HR policies are essential for any organization. They put employees and culture first and assist in driving desired behavior. It also aligns people with the company vision and lets you boost strategic engagement. Start-ups usually have some basic HR policies in place initially. But with time, when they grow, they need better and more structured HR policies. Here’s a guide to setting up HR policies for your start-up that will come in handy when your company grows, and you need better and more defined HR policies.

·       Build a Cross-Functional Team

The first step in creating HR policies is to involve multiple people in the process. The HR Head should not be assigned the task of creating the policies and implementing them. Instead, it should be a team effort involving business leaders/partners, department heads, and other key members who played a vital role in initiating the start-up.

·       Decide Roles

Once you have picked the team, the next step is to assign roles to different people. You can decide who will be the initiator and talk about policy with other team members. Then you can decide who will be the writer responsible for drafting the written guidelines and taking care of relevant communication. A person can be assigned as a communicator who keeps everyone updated on the task. Finally, you can assign one or more owners who will update the policy as per changing needs and legal requirements.

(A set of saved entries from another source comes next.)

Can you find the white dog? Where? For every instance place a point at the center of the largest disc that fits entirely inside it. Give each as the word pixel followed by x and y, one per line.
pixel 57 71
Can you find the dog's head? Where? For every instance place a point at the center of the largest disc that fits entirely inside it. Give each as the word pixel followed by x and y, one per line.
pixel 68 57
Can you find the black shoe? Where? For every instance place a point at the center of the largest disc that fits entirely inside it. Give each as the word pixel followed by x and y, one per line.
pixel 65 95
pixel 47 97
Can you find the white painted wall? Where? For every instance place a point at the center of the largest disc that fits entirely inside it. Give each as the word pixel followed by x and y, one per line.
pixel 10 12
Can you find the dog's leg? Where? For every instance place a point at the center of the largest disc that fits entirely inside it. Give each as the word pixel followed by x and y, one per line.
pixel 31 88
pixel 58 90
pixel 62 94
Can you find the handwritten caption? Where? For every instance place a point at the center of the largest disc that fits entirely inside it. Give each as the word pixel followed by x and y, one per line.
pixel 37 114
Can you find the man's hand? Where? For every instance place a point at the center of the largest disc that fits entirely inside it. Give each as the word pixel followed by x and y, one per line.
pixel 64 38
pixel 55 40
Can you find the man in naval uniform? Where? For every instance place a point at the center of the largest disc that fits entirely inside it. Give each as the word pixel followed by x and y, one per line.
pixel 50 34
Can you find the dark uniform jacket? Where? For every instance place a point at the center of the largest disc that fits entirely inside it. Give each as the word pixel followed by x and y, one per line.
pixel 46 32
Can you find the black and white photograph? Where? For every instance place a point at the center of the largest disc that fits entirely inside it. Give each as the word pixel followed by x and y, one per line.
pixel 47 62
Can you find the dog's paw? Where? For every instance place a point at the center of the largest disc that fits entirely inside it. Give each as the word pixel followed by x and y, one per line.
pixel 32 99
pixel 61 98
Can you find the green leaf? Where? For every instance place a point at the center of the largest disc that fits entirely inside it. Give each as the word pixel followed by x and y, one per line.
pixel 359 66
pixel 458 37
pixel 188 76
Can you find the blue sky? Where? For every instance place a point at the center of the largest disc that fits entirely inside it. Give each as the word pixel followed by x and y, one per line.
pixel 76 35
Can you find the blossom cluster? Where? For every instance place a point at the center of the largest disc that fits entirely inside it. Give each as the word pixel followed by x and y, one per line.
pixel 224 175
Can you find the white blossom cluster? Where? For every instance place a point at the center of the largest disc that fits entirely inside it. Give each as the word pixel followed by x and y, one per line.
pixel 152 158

·       Think of Legalities

When crafting HR policies, you cannot forget that you have legal obligations towards your employees. You need to know about your country’s human rights and employee rights so that you don’t get yourself in a legal tangle. You also need to know about privacy legislation around employee information.

·       Where to Begin?

Some of the best places to start when it comes to crafting workplace policies are pay equity, health & safety, emergency preparedness, workplace harassment, personal information protection policy. Start with one and then move forward. Take the help of legal counsel to revise your drafted policies and give inputs from a legal standpoint.

·       Cover Everything

Make sure your policy is not just about the basics. It should also cover areas like code of conduct, work hours, overtime, absenteeism, attendance, work from home details, vacation time, paid time off, conflict of interest, leaves of absence, confidentiality, performance management program, social media, internet, email and electronic use, drug, and alcohol use, expense reimbursement and conflict resolution, among others.

Don’t Forget These!

Ø  You should also create an overall ReadMe that sets the tone for your overall approach and provides company culture cues to support it. It will offer helpful context and clarity for everyone, especially your employees.

Ø  Communicate all HR policies with existing employees and new joiners to know about it and always have it in the back of their minds.

Ø  Annually review the HR policies so that your company stays up to date!